市内鶴が台出身の作家・佐川光晴さんがこのほど、『満天の花』(左右社、2300円+税、四六判上製、552ページ)を出版した。
この本は、2019年から1年3カ月、東京新聞などで連載した小説。幕末の長崎でオランダ商人と遊女との間に生まれた青い瞳を持つ「花」が、奉公先のオランダ人商館でオランダ語や英語を学び、通詞として外交に関わる。勝海舟とともに、日本や世界を舞台に新しい時代を切り開いた女性の姿を描いた。

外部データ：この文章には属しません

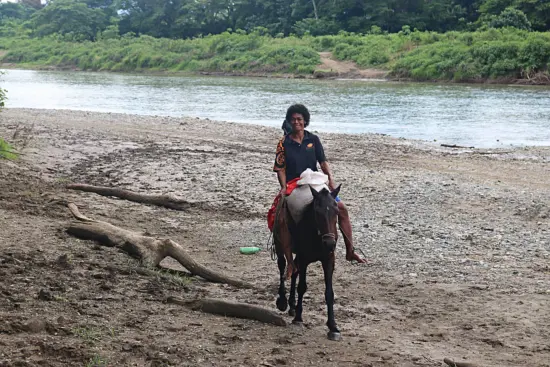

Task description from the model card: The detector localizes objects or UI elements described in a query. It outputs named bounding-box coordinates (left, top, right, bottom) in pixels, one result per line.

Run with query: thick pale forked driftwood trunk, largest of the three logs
left=67, top=203, right=254, bottom=288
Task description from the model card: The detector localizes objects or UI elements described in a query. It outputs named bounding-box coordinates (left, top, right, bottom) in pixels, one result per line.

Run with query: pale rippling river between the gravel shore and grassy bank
left=0, top=70, right=550, bottom=147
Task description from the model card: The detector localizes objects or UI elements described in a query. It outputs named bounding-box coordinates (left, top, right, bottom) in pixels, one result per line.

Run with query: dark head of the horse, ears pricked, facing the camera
left=310, top=186, right=340, bottom=252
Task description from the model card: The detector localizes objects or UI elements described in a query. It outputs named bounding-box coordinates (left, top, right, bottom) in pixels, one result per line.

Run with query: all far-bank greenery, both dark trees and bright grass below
left=0, top=0, right=550, bottom=82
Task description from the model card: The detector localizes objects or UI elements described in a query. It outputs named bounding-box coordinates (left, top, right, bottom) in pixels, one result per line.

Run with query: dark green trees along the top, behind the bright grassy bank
left=0, top=0, right=550, bottom=40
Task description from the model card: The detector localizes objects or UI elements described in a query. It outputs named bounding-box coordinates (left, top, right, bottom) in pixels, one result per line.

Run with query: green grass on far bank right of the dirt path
left=312, top=28, right=550, bottom=81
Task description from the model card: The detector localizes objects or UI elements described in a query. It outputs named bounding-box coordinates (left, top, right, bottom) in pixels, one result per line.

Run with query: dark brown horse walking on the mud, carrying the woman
left=275, top=186, right=340, bottom=340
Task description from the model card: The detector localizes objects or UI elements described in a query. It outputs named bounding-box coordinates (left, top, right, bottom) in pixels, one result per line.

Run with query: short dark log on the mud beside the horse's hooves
left=166, top=297, right=286, bottom=326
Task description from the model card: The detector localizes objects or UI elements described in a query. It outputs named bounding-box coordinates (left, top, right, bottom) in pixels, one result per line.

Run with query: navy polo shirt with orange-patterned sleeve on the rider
left=273, top=130, right=327, bottom=182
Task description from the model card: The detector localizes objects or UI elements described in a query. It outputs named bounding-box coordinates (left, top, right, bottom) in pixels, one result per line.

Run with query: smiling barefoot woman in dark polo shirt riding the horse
left=273, top=104, right=366, bottom=272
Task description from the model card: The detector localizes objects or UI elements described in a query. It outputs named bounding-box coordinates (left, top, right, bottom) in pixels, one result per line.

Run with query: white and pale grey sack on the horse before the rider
left=285, top=168, right=329, bottom=223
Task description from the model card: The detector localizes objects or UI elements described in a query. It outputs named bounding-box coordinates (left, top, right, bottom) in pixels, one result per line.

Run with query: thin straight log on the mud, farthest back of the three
left=67, top=184, right=194, bottom=210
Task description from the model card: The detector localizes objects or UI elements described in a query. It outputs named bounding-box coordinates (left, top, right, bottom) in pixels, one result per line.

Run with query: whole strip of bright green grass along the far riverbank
left=0, top=29, right=550, bottom=83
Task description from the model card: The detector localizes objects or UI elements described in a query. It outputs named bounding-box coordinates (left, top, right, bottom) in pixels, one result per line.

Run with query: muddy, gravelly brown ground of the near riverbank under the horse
left=0, top=109, right=550, bottom=367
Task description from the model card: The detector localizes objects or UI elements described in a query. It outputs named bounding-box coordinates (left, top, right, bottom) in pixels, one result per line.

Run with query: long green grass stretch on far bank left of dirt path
left=0, top=33, right=319, bottom=74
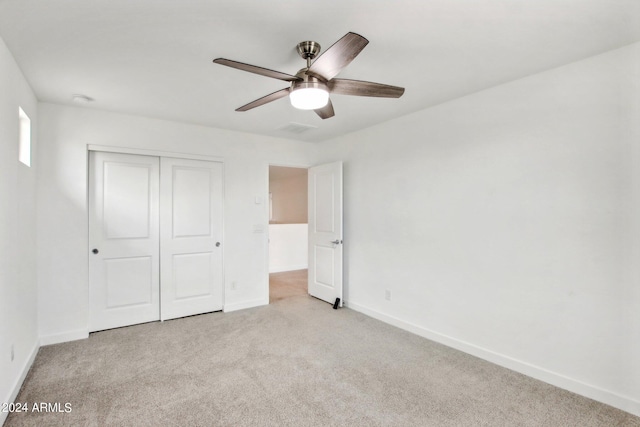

「花」はモデルもおらず、佐川さんのオリジナル。幕末の時期、オランダ語と英語を使える人がほとんどいなかったため、「そうした能力があれば女性でも活躍できると思ったから花を登場させた」と話す。
日常生活に焦点
小説との本格的な出会いは茅ヶ崎北陵高校1年生の時。友人の勧めで吉川英治さんの『三国志』を読み、文字だけで人の心を動かす魅力にのめり込んだ。
大学卒業後は出版社を経て、牛の食肉解体の職についた。35歳の時、牛の仕事のことを書いた『生活の設計』でデビュー。日常生活で起きたことを「過不足のない文章で書こうと思っている」といい、『ぼくたちは大人になる』では自身の高校時代が反映されている。「小説では突飛な世界を作りたいわけではなく、きちんと暮らしていけるように」書いているという。
読者には「幕末と呼ばれている約15年をしっかり書いています。歴史の勉強にもなりますが、それ以上に面白く、わくわくする話になっています」とコメントした。